12月某日 太極拳仲間との昼食会に出席。前回より2~3名少ない。みんなが一目置くリーダー格は体調不良で欠席、次回を乞うご期待とのこと残念。ご馳走をいただき、生ビールでほほを染めて近況を語り合う。コロナ禍で練習できなかったが、月に一度くらいはこのメンバーで練習したいねとの提案あり。可能なら嬉しい。散歩だけでは体力低下は防げない。低い姿勢でゆったりと動く、足腰の鍛錬になっていた。
12月某日 「尺八で昭和を聴くつどい」に参加。主催は地元の地域文化を愛する会。ポップス、映画主題歌、演歌まで軽妙なトークで盛り上げてくれる。休憩時間にはコーヒーの香りにうっとりし、しばし昭和に浸った。
12月某日 友人と御茶ノ水駅で待ち合わせ。駅前では右翼団体が街宣中、大音量で演説をしていた。黒い制服のナチス親衛隊張りの隊員が並び穏やかではない。周囲を見ると背広姿の公安らしき者が目を配っている。若いころ有楽町や新橋ステージで演説をしていた愛国党の赤尾敏党首のような愛嬌は感じられなかった。そうそう、友人との行先は明治大学。「古墳時代の王権と地域」講演会(主催 古代歴史文化協議会)の聴講である。基調講演「古墳時代の東国と倭王権」の後は各地の古墳を主題にした報告が続く。古墳の規模と形状の研究は勉強になった。会場の明治大学アカデミーホールはほぼ満席、中高年が多いと見受けられた。古色蒼然とし趣のあった明治大学校舎は今や近代的高層ビルに変貌、以前の神田お茶の水界隈を知る者にとっては別世界のようだ。あの騒然とした時代は夢の彼方のようだ。
12月某日 忘年会と称する宴に出るのは何年ぶりだろう。以前の職場の社会教育関係職員との忘年会である。年齢の違いはあるが全員退職者、数人とは十数年ぶりの再会のあいさつを交わす。容貌、風体は変わっていても酒杯が回るほどに、昔の姿と語りが戻ってくる。あの頃の話に盛り上がり、今の様子に頷く。十数名が参加したのは呼びかけてくれた年長で上席のS村氏の人徳であり、幹事役のK田氏の骨折りに感謝の夜だった。
✿今年の3冊✿
今年13回ほど送信しました。200字の書評と今週の本棚として紹介した60数冊のうち、特に印象的な3冊を選んでみました。
中村文孝/小田光雄「私たちが図書館について知っている二、三の事柄」論創社 2022年(2/25)

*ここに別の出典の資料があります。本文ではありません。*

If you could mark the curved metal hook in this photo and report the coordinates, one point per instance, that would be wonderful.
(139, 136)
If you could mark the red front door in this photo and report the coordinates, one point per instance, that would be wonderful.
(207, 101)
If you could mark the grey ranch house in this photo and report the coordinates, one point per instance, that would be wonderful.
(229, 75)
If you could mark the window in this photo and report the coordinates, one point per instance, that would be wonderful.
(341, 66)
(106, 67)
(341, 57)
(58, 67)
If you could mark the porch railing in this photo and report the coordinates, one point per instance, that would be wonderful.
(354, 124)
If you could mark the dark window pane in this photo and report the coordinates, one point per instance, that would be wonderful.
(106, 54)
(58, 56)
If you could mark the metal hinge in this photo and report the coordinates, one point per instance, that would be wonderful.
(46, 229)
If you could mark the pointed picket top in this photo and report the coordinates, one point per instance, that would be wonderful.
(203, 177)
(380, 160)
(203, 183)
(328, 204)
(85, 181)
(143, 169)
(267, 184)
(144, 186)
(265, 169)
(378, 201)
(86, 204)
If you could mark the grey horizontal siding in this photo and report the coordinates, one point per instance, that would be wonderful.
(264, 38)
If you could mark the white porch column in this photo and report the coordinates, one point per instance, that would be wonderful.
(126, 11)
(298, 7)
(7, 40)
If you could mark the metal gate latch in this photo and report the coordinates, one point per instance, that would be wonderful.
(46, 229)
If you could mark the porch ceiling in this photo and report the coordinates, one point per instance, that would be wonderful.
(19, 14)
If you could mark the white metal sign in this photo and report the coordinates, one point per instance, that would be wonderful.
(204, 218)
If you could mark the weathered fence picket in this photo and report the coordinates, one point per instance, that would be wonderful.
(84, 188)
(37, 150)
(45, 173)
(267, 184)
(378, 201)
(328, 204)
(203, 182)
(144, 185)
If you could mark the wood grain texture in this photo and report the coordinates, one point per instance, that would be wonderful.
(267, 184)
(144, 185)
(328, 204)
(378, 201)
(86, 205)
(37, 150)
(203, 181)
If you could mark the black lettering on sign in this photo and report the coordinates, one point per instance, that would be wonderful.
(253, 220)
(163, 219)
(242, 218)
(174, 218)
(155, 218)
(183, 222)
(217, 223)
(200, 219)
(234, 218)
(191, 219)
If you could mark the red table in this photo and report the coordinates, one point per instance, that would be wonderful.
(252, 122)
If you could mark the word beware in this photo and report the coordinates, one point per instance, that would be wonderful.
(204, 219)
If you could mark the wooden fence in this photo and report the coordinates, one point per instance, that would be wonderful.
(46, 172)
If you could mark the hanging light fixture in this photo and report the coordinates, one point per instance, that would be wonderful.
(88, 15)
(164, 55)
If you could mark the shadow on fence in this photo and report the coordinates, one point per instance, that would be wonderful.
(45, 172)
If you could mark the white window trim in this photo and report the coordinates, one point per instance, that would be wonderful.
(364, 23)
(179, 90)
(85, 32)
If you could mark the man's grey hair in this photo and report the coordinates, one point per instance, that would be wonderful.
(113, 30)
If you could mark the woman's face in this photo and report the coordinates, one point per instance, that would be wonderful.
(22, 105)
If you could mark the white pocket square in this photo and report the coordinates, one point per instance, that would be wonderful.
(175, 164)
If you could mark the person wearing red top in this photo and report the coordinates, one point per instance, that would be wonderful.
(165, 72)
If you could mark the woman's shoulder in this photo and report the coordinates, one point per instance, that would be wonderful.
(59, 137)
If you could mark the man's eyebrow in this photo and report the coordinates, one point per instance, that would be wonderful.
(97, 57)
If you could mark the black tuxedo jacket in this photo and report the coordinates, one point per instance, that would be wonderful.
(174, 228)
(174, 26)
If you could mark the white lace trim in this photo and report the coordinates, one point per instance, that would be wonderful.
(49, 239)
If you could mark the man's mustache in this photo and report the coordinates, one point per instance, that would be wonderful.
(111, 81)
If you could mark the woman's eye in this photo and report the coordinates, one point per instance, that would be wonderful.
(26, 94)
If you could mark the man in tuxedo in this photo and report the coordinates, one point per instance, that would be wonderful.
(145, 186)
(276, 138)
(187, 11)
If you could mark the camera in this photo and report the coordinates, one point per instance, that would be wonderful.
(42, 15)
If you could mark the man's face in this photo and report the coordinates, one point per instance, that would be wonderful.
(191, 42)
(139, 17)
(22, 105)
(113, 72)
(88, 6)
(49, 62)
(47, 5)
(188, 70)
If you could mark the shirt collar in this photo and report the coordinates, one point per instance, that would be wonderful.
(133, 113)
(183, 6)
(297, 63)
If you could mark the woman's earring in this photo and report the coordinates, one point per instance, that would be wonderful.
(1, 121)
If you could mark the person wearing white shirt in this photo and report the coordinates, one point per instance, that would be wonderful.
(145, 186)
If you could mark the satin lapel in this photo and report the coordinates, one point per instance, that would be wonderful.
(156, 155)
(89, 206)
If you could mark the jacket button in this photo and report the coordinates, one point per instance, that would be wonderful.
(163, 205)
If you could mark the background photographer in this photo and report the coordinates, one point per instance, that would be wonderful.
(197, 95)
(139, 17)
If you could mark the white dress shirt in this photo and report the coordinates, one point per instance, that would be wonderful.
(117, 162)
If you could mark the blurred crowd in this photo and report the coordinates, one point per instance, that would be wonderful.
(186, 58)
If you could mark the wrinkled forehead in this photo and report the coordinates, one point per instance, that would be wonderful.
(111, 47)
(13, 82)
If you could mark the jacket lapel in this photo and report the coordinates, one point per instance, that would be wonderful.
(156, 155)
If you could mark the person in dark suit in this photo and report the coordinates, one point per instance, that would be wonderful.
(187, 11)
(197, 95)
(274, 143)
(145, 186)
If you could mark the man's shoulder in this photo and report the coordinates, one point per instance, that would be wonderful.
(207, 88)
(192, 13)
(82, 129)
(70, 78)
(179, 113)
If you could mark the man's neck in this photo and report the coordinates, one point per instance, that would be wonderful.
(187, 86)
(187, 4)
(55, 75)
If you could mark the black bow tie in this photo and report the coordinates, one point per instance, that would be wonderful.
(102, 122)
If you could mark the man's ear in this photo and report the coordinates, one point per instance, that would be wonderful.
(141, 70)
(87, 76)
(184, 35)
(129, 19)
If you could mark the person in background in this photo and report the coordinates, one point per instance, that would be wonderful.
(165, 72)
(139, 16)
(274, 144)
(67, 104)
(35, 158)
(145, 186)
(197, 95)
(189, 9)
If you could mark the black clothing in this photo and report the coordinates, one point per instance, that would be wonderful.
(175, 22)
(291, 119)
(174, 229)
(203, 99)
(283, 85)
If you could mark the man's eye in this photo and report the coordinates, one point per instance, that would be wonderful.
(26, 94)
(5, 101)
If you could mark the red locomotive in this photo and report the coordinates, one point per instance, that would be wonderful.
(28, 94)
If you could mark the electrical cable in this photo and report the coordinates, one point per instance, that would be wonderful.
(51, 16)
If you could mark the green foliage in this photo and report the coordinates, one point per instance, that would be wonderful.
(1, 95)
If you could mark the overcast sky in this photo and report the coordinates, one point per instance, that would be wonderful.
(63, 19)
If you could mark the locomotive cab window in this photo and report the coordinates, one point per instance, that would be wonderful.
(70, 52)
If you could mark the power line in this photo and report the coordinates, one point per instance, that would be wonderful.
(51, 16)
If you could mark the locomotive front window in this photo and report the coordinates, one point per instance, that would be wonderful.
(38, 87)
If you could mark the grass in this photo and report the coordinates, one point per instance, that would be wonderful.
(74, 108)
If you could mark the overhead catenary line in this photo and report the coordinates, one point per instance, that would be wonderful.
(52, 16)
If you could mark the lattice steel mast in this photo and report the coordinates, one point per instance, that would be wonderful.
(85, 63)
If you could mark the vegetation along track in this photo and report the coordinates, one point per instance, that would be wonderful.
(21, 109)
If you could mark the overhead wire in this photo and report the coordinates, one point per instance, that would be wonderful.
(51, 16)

若林恵・畑中章宏「『忘れられた日本人』をひらく」黒鳥社 2023年(5/25)
及川智弘「外岡秀俊という新聞記者がいた」田畑書店 2024年(11/25)
3冊に絞るのは困難でした。中村桂子「人類はどこで間違えたのか」(10/25)、尾上哲治「大量絶滅はなぜおきるのか」(2/10)、松本典久「夜行列車盛衰記」(2/10)などは忘れがたく、座右に置いておきたいくらいです。
今年もお付き合いくださり有り難うございました。たわ言、暴論、ピント外れの列記だったのかもしれません。どうも閉塞感の漂う昨今、沈黙は現状肯定であり、追従にになりがちです。主権者としての成熟が問われます。本の秘めたる深遠の世界に浸り、読書という時間を思索と、次への行動の意欲に転じたいものです。たとえ蟷螂之斧であろうと異議を申し立て、己を持したいと思っております。今しばらくご笑読ください。
来る年が、心豊かに過ごせるよう願っております。寒気凛冽、どうぞご自愛ください。良い年となるよう願っております。